By Melissa Ingells, WKAR News
http://stream.publicbroadcasting.net/production/mp3/wkar/local-wkar-974810.mp3
EAST LANSING, MI – Book reviewer Lev Raphael has some thrilling summer reading to pass along, about a mad, bad, dangerous-to-know ghost who starts appearing to an American boy at a British boarding school. He spoke with Melissa Ingells about Justin Evans' book, "The White Devil."
AUDIO:
LEV RAPHAEL: The title of this great summer thriller, The White Devil, refers to a play by John Webster, a Jacobean revenge dramatist, and the book is filled with revenge of all kinds.
This has to be the best thriller I've read all year, and maybe in the last couple of years. And it's about a kid who has screwed up so bad that his rich father gets him out of the country. He sends him to a private school in England, Harrow, and he tells him, "You make good at this school or you're out. I kick you out. I write you out of the will. It is over for you." So, he's got a bit of pressure on him.
MELISSA INGELLS: Yeah, no pressure at all.
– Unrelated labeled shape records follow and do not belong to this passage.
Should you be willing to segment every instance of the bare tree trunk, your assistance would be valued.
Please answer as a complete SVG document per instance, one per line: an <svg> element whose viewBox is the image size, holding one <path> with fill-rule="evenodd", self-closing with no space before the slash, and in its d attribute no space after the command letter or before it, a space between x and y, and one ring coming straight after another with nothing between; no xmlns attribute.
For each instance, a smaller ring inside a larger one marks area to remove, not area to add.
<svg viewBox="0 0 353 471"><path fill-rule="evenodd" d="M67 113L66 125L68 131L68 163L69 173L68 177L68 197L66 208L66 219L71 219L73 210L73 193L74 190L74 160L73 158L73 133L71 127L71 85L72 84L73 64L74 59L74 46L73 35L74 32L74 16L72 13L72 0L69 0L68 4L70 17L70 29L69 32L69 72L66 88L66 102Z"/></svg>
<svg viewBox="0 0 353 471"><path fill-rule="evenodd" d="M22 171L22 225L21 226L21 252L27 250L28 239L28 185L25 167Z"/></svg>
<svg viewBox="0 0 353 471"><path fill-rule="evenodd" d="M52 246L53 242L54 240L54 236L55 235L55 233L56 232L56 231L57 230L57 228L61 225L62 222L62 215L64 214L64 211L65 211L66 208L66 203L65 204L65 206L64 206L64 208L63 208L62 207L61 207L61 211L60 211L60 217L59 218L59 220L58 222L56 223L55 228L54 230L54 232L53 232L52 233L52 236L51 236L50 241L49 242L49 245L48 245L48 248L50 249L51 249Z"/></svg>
RAPHAEL: Right. And when he gets there, he meets a ghost. Now, Harrow is 400 years old, so you might expect some ghosts there. You might not expect them to haunt Americans. But what is special about this American is that he bears an uncanny resemblance to Byron.
INGELLS: THAT Byron?
RAPHAEL: Yes, Lord Byron, who attended Harrow. And the book is structured around his trying to figure out what happened involving Byron at the school that is ever-present in his life and is threatening him and all the people around him. It is one of those books that you cannot stop reading except to say, "Wow!"
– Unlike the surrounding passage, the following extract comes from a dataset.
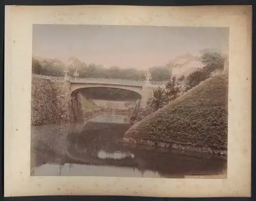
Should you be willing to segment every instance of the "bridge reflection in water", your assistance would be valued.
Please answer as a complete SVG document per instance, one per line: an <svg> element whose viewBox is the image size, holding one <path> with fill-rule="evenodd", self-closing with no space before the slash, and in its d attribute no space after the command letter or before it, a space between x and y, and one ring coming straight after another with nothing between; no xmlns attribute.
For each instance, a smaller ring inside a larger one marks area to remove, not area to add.
<svg viewBox="0 0 256 201"><path fill-rule="evenodd" d="M37 159L39 162L32 167L32 175L183 178L220 174L225 178L227 161L221 157L123 144L123 134L130 127L128 116L103 113L79 128L80 132L73 131L64 138L65 147L60 148L65 150L65 156L42 157L44 150L35 150L35 157L42 159Z"/></svg>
INGELLS: I have to admit that when you told me this was the book you were doing, kind of my first impression was, "Boarding school book." Hasn't that been done and redone and redone?
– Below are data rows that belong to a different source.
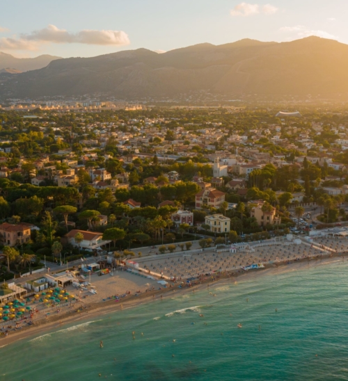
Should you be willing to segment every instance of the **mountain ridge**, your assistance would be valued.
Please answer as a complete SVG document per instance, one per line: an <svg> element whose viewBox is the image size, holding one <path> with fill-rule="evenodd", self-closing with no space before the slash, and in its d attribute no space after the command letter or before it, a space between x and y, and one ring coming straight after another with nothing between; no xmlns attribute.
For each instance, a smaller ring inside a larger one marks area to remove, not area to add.
<svg viewBox="0 0 348 381"><path fill-rule="evenodd" d="M17 97L104 92L125 98L156 97L192 91L348 94L347 65L348 45L338 41L315 36L286 42L243 39L163 54L141 48L60 58L42 69L0 75L0 82L4 95Z"/></svg>

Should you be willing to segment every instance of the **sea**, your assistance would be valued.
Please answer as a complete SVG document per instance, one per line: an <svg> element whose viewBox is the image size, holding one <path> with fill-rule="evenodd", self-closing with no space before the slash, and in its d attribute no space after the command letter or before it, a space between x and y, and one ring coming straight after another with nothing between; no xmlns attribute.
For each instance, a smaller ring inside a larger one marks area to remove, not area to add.
<svg viewBox="0 0 348 381"><path fill-rule="evenodd" d="M306 267L171 293L2 346L0 380L348 380L348 261Z"/></svg>

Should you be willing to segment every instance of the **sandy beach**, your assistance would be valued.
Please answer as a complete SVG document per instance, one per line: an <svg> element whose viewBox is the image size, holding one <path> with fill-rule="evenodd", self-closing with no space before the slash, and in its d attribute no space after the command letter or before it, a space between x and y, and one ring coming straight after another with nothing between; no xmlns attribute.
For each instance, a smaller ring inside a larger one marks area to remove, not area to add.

RAPHAEL: It has. And you might think that you'd be bored or you'd read it before. But the combination of the beautiful writing, the great point of view, the cultural conflict between Americans and the English makes this really stand out. Plus, it's not one of your write-by-numbers, totally predictable thrillers. You can't see what's coming and it is really an intelligent reader's thriller. It's the only book I've ever read that combines ghosts, sex and homework. How can you beat it?